Anlam yükledikçe altında ezilmeler sokaklarda değil kendi zihnimizde kaybolmanın önünü açıyor. Yorgunluk bedenin ötesinde ruha işliyor ve çoğu insan "her şey yolundaymış gibi" yaşamanın çaresizliğinde kendine yabancılaşırken, aklının gürültüsüne teslim olmuşken buluyor kendini. TÜİK verilerinde kadınların yaşam memnuniyeti erkeklere göre daha yüksek çıkıyor gibi görünse de (%52,3'e karşı %46,9), bu fark aslında toplumsal rollerin dayattığı görünmez duvarlarla ilgili. Kadınlara yüklenen "fedakârlık" rolü bir tür sahte tatmin oluştururken, erkeklere yüklenen "güçlü olma" zorunluluğu mutsuzluklarını daha da derinleştiriyor. Yani rakamların arkasında, rollerin ağırlığı yatıyor.

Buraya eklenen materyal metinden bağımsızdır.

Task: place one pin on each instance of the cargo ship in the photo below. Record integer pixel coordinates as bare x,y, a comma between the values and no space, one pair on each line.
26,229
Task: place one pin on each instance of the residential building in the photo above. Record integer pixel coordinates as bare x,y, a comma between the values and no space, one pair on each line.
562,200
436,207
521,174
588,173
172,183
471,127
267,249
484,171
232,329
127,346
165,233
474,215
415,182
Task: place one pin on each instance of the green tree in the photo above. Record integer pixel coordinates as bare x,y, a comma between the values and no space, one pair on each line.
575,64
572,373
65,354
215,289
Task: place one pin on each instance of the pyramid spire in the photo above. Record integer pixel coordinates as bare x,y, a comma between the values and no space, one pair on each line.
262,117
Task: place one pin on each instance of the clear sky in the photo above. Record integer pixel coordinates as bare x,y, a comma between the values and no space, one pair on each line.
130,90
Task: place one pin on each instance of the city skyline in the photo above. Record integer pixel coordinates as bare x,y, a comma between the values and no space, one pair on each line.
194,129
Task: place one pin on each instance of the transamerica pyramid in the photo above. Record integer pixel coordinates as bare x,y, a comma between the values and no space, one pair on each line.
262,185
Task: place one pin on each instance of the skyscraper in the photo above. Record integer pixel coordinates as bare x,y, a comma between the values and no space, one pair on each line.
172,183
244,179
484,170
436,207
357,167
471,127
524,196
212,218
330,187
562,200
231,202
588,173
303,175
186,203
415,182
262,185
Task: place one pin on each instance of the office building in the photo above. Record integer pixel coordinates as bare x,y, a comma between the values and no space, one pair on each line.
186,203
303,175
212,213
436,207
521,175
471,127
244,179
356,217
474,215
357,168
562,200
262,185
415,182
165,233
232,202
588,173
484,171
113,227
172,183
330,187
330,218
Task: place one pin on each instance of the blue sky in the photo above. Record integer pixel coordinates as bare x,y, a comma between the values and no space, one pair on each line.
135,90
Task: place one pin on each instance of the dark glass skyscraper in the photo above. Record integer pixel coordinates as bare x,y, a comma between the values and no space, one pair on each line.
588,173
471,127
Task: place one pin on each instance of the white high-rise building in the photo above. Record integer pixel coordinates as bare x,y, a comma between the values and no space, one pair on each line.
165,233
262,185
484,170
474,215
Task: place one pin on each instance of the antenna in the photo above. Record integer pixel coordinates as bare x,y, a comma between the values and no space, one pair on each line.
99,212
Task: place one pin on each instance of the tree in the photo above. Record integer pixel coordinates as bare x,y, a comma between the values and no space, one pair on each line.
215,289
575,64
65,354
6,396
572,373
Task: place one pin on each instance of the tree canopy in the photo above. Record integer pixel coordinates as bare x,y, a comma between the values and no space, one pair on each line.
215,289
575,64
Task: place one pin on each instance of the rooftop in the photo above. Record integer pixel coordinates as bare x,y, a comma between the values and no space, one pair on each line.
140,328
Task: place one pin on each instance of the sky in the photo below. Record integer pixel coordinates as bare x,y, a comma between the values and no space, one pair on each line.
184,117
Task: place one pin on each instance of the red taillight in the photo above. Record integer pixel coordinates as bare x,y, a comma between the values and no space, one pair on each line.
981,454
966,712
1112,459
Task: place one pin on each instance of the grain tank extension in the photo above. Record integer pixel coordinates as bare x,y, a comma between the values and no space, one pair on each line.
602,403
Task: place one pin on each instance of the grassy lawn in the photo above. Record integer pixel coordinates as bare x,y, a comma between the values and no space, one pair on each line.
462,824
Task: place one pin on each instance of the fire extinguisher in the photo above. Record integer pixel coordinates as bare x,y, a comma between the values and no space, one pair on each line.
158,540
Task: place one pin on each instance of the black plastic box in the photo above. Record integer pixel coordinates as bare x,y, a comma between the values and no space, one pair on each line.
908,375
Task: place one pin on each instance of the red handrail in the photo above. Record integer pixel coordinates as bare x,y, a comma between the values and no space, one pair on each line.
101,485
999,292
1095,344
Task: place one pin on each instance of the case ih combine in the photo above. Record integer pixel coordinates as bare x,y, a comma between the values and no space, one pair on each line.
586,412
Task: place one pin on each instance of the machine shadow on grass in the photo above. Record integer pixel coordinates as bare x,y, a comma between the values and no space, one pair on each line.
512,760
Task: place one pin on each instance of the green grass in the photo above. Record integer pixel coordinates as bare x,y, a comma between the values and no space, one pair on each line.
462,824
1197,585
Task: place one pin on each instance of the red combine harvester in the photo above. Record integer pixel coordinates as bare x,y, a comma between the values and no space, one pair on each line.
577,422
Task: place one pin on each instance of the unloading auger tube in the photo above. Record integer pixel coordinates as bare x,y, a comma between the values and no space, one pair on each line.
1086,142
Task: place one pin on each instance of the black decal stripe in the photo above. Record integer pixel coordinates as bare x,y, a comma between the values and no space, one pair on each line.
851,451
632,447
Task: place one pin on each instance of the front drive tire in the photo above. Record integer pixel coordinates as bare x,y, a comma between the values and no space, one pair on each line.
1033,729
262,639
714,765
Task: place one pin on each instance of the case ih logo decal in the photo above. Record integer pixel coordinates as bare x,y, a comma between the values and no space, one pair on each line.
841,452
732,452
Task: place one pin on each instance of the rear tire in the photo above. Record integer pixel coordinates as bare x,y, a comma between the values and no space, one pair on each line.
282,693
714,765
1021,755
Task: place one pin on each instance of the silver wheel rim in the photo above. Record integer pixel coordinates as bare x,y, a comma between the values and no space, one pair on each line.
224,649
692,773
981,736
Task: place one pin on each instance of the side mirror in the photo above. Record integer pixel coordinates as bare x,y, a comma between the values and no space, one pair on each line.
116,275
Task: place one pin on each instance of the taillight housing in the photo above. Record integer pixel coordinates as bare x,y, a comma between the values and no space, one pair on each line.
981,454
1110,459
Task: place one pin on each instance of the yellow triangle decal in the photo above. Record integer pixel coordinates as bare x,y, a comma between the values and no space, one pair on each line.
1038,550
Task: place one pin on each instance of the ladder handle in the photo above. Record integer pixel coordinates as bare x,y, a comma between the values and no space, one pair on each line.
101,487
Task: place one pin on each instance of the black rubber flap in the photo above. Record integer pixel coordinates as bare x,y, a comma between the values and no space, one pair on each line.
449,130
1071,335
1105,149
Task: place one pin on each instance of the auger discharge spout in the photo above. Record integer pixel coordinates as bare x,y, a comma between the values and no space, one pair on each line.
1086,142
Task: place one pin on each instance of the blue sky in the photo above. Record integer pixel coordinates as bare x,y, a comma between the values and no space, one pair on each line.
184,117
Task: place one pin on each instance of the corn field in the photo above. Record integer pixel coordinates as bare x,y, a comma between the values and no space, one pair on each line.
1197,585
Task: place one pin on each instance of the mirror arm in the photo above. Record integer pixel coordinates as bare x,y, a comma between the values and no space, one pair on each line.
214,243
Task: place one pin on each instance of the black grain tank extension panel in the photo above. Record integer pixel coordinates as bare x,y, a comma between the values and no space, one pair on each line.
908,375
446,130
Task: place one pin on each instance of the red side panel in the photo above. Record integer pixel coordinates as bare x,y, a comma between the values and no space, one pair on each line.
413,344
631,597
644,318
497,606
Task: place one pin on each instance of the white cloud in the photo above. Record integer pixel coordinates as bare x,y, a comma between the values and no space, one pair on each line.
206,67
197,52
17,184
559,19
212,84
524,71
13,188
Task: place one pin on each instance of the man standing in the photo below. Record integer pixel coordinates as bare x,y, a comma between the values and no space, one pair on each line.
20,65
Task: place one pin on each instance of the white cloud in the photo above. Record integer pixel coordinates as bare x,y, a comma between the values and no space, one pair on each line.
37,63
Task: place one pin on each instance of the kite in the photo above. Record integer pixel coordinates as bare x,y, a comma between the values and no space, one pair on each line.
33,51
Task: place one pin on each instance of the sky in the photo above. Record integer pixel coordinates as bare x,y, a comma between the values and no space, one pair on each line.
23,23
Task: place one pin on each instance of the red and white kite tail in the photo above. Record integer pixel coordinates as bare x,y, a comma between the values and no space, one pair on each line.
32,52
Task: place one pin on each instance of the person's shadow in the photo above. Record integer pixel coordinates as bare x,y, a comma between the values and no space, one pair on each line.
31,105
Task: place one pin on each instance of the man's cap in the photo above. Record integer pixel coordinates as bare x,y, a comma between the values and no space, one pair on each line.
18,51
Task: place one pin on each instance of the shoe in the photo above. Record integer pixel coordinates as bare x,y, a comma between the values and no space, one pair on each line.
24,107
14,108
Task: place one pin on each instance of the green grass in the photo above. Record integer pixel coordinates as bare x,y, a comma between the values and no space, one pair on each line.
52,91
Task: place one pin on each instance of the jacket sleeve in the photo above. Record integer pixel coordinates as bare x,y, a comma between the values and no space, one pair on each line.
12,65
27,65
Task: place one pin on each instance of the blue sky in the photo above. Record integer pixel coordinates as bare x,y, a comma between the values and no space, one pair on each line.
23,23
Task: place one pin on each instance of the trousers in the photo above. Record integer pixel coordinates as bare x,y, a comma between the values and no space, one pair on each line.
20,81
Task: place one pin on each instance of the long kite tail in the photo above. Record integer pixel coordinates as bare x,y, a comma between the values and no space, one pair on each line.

Kültürel genetik itibariyle içeriden sessizce çürüyen bir toplumun parçaları olduğumuzu her defasında hissediyoruz. Kimimiz güçlü görünmek zorunda bırakılmış, kimimiz duygularını bastırmış, kimimiz ise kendi sesini duymaktan vazgeçmiş bireyler olarak yola devam ediyoruz. İçine doğduğumuz düzenin bize dayattığı davranış biçimlerini içselleştirip, gerçek duygularımızın toplumsal sistemin kaldıramayacağı ağırlıklar olduğuna inanıyoruz. Erkeğin güçlü, kadının fedakâr, gencin dinamik, yaşlının sessiz olmak zorunda olduğu bu habitatın içinde rollerimiz tek tipleşiyor, başarı hikayelerimizin içi boşalıyor, kalabalıklar içerisinde yalnız bireyler haline geliyoruz.
"İYİYİM" DEMEK BEDAVA, AMA HİSSETMEK ÇOK PAHALI
Yüksek faiz, yüksek enflasyon, güvencesiz iş yaşamı özellikle genç nesillerde yalnızca ekonomik değil aynı zamanda varoluşsal kaygıyı da beraberinde getiriyor. İçinde bulunduğumuz esnek kapitalist sistem bizi sürekli değişime hazır, yorgun ama sessiz bir emir erine dönüştürüyor. Öyle ki duygunu yerini performans alıyor, nasılsın sorusunun cevabını almanın giderek maliyeti artıyor. Hal böyle olunca içinde bulunduğumuz duygu durumu da metalaştırılmış oluyor. Geleneksel medyasından sosyal medyasına tüm sistemler bize nasıl hissedeceğimizi, nasıl gülümseyeceğimizi, neye üzüleceğimizi pazarlıyor. İyiyim demenin bir refleks haline geldiği içi boş bu dış görünüş odaklı kültür tüm yetilerimizi kaybetmemize yol açıyor. Acı, yalnızlık, özlem kimsenin duymaya hazır olmadığı, konuşmaya cesaret edemediği duygu parçacıklarına dönüşüyor. "Kimseler anlamamış seni, ruhunu küstürmüşler" söylemi giderek toplumsal bir hakikati inşa ediyor.